Comey was critical of anti-Muslim rhetoric, saying that it is not helpful when law enforcement officials are trying to work with communities in the United States to combat terrorism. He said that for the Islamic State and other terrorist organizations, it is part of their strategy to convince Muslims that the United States is hostile to them.

The GOP presidential front-runner, Donald Trump, drew international criticism this week for his call to ban all Muslims from the United States after the San Bernardino shooting and the attacks in Paris last month.

The FBI is trying to determine whether there is any connection between an earlier potential plot by Farook and his former neighbor, Enrique Marquez, and the arrests in 2012 of four men in Riverside, Calif. The men were charged with plotting to kill Americans in Afghanistan. Two of the men were later found guilty, and two pleaded guilty.

Marquez provided the military-grade rifles used during the San Bernardino attack. He legally purchased the rifles - semiautomatic AR-15s manufactured by DPMS and Smith & Wesson - in California, officials said. The FBI is still investigating whether Marquez sold these rifles to Farook, according to the officials, who also spoke on the condition of anonymity for similar reasons.

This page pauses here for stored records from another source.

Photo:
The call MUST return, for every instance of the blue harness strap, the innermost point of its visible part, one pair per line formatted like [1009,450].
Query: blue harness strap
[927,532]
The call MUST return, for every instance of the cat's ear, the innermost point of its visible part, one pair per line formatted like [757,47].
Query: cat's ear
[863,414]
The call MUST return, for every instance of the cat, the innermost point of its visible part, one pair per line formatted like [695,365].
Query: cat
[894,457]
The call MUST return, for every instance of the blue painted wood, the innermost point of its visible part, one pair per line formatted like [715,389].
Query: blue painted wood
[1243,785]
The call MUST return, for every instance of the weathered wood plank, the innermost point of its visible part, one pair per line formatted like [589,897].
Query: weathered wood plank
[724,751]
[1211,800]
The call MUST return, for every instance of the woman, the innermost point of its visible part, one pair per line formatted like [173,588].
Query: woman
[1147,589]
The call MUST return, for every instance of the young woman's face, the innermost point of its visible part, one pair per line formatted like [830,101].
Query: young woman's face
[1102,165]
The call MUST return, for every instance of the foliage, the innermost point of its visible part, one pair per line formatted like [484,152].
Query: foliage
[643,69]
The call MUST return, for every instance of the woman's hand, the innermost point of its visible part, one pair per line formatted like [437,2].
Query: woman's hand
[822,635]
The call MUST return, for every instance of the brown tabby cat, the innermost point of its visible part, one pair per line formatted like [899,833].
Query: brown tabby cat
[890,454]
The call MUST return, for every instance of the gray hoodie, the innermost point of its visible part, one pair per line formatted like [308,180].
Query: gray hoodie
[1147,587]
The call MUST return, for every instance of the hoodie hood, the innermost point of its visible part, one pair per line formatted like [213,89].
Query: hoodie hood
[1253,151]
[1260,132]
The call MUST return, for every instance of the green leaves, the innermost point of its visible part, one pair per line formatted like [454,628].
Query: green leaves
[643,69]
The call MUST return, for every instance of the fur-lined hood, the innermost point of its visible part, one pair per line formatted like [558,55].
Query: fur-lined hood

Comey said Wednesday that there was an attempt to convert the rifles into fully automatic weapons before the attack.

Farook brought his wife to the United States on a fiancee visa in July 2014.

Relatively little is known about Malik, who was born in Pakistan but spent at least some time in Saudi Arabia, where her father relocated more than two decades ago. She is also known to have studied in Pakistan to become a pharmacist.